‘She didn’t make it’: Shooting survivor recounts seeing best friend get shot in school

(Photo: Today Show)

(Photo: Today Show)

Samantha Grady suffered injuries in the Florida school shooting on Wednesday, but thankfully she is one of the lucky ones who survived.

Her best friend, however, did make it.

Grady, a junior at Marjory Stoneman Douglas High School in Parkland, recounted the horrific shooting scene during a live broadcast on the Today show.

On Thursday, the teen told Savannah Guthrie and Hoda Kotb that she was laying right beside her best friend as she was shot during the school rampage. Grady was also injured in the shooting, but only suffering grazed bullets.

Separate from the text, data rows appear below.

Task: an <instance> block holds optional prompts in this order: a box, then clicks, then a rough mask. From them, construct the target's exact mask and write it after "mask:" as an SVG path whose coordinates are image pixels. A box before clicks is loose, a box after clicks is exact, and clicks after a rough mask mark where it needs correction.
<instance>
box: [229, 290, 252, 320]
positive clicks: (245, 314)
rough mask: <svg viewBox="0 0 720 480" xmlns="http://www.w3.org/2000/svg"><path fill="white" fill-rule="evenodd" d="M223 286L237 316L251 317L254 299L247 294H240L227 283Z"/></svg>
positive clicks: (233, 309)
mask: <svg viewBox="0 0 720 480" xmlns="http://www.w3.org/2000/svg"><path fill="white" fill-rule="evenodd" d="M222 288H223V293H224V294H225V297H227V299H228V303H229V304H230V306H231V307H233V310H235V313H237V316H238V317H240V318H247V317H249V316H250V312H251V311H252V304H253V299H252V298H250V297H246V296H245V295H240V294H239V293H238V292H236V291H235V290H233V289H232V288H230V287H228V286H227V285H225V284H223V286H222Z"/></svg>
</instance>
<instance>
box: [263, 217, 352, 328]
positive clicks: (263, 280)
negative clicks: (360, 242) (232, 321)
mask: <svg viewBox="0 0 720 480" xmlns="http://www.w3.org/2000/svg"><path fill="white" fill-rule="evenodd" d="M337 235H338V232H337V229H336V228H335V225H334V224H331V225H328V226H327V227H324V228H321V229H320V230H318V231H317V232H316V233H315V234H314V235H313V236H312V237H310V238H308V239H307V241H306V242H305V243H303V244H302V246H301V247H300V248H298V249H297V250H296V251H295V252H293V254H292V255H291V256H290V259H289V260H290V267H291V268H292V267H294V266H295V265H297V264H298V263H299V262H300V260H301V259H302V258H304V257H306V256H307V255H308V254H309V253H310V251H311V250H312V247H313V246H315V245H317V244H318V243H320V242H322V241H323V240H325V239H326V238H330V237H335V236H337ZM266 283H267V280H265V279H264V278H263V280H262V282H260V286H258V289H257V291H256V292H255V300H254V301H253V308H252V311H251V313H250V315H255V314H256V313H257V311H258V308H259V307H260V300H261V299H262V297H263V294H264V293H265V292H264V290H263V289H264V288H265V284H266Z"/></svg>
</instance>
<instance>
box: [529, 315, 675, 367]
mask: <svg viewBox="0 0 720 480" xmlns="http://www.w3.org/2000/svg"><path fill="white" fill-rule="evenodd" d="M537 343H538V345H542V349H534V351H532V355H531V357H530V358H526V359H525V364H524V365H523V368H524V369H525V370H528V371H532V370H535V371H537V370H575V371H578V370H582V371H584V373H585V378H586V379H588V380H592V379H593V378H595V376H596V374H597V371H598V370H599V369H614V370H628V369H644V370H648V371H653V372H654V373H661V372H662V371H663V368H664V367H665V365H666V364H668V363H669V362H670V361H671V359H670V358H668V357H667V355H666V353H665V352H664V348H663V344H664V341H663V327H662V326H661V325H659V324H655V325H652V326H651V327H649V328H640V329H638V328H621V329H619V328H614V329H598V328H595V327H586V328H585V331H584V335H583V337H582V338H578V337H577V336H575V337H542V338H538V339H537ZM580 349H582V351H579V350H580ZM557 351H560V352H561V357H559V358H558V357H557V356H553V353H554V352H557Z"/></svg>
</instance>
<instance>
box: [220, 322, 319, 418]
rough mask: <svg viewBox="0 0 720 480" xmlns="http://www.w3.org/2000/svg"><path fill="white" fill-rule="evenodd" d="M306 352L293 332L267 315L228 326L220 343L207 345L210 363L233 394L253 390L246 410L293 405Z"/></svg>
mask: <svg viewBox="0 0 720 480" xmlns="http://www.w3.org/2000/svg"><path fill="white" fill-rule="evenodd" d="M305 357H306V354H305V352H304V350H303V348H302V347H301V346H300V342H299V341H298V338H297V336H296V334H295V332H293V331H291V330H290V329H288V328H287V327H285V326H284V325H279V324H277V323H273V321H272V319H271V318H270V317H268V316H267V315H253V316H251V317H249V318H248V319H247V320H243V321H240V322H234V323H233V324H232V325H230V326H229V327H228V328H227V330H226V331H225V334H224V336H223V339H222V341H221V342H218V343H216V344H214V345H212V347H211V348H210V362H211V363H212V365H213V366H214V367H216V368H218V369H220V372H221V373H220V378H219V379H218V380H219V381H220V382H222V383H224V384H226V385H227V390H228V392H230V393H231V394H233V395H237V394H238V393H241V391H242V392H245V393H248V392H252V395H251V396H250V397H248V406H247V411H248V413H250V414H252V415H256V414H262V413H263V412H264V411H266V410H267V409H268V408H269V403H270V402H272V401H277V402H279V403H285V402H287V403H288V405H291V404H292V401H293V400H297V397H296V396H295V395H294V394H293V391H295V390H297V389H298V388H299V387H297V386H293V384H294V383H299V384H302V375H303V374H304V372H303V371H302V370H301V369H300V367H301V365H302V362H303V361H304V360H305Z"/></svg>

When asked if she knew how her best friend was doing, Grady replied “Unfortunately she didn’t make it,” and was quickly overtaken by tears.

What’s more, Grady said she believes it was a book, which she used as a shield of protection, that ultimately saved her life. It was her best friend, she says, who gave her the idea.

“We were already situated by the book shelf. She was like, ‘Grab a book, grab a book,’ and so I took a book. It was a tiny book, but I took a book and I held it up. I believe, maybe, the book kind of deterred some of the bullets, so it didn’t hit me so badly,” she said. “She was the one who gave me the idea. She definitely helped me a lot.”

Escaping the school

Grady said that they were in a locked classroom at the time of the shooting. The shooter, identified as 19-year-old Nikolas Cruz, fired rounds into the glass of the door with his semiautomatic rifle to gain access into the room.

After fleeing the school, Grady said she hid behind a truck and tried to calm herself down before calling her parents. The teen was treated by paramedics on the scene and eventually called her parents while riding in an ambulance to the hospital.

“My dad was really worried. It was etched all over his face. And my mom, she was bawling. As you can imagine, it was pretty scary for both of them,” Grady said.

Grady says that hospital staff advised her to talk about the shooting as much as possible, in an effort to “get it out your brain.”

“So whenever the opportunity came, whenever someone asked, I freely talked about it,” she said. “Because I don’t want nightmares.”

The aftermath

The death toll for the Parkland, Florida school shooting stands at 17, but that number is expected to climb, reports the New York Times. The bodies of some victims remain in the school, as law enforcement prepares to retrieve them.

Nikolas Cruz has been arrested and charged with 17 counts of premeditated murder, and is expected to be arraigned in court on Thursday. Cruz is a former student who was expelled for disciplinary problems, according to the Broward County Public Schools superintendent.

Students described the teen as troubled and unstable, and said he did not have any friends while enrolled at the school. The young shooter is now accused of committing one of the 10 deadliest mass shootings in modern US history, according to CNN.